How to Build a Text-to-Voice Application With JavaScript

This tutorial will cover how to convert text into speech using JavaScript using WebSpeechAPI. It will feature a simple interface where the user adds the text to be spoken, then clicks a button to generate the corresponding speech.

Our Text-to-Speech Demo

Here’s what we’re going to build. Type anything you want in the textarea, select the language you’ve written it in, and click the button to hear the result!

A Quick Introduction to the WebSpeechAPI

Before we build anything, let’s quickly get acquainted with the API we’ll be using.

The WebSpeechAPI is a JavaScript API that allows developers to add voice functionality to web applications. It consists of the speechSynthesis component, which enables text-to-voice conversion. SpeechSynthesis allows you to pass text content and other optional parameters such as language, pitch, rate, and voice.

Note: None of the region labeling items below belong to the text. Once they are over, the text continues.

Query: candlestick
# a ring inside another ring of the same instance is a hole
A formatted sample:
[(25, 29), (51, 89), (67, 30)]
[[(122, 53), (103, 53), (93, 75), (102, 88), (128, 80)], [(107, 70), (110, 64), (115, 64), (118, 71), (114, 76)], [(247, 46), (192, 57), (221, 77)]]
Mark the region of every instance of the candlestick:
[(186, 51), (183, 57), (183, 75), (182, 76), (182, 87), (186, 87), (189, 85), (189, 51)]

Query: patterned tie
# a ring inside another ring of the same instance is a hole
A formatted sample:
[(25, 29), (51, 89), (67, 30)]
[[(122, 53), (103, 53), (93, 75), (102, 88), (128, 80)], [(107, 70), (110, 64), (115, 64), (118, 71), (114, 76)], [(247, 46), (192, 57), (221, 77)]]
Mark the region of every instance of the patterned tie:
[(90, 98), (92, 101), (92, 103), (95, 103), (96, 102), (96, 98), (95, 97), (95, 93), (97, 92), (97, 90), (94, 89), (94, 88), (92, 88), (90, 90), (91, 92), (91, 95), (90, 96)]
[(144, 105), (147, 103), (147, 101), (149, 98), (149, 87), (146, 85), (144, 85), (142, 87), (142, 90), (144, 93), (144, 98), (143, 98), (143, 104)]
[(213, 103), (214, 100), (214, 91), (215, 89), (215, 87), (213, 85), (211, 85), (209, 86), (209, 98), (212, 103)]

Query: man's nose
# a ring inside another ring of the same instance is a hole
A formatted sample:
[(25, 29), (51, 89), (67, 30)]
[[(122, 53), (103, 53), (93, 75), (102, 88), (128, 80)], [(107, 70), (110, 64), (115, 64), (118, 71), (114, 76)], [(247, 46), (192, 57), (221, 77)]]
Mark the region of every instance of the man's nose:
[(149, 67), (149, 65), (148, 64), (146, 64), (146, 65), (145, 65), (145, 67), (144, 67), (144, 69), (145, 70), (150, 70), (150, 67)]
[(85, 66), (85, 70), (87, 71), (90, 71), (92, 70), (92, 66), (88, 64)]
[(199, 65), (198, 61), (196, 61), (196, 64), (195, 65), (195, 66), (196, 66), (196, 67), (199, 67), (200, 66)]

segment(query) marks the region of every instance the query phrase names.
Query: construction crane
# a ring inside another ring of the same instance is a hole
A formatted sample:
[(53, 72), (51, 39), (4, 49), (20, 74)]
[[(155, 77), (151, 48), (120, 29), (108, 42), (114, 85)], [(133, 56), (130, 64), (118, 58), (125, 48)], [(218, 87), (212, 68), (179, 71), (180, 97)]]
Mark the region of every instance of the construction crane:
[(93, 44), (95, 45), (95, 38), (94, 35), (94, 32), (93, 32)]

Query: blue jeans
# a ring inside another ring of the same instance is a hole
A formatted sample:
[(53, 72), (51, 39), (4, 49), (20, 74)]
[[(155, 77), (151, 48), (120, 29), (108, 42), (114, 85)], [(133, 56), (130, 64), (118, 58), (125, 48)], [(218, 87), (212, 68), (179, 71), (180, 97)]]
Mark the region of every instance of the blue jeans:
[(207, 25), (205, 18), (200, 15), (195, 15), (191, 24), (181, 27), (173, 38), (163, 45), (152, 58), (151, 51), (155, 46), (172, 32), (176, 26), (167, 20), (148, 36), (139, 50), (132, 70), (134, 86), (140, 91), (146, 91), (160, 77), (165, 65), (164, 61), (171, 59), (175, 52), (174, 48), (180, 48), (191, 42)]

It also has several methods for starting, pausing, resuming, and canceling. To generate voice from text, the first thing is to create an instance of the SpeechSynthesisUtterance component like this:

1	utterance = new SpeechSynthesisUtterance();

SpeechSynthesisUtterance is the part which represents the text you want the system to say. The next step is to specify the text content using the text property like this;

1	utterance.text = "Hello world";

Here we want the computer to say the words "Hello world".

Finally, call the speak() method, which will speak the given utterance (SpeechSynthesisUtterance object) defined above.

1	speechSynthesis.speak(utterance);

We can also set a language, for example, English -US,

1	utterance.lang = 'en-US'

If you don’t pass a language to the SpeechSynthesisUtterance constructor, the default language configured by the browser will be applied.

The SpeechSynthesis controller also provides a getVoices() method, which returns a list of system-supported voices for the current device, allowing users to choose a custom voice.

HTML Structure

Okay, let’s start building. The HTML Structure will consist of the following elements:

a <textarea> for the text to be converted.
A <select> element. Inside the select element, we will populate language options.
A generate <button> which, when clicked, will speak the text content provided.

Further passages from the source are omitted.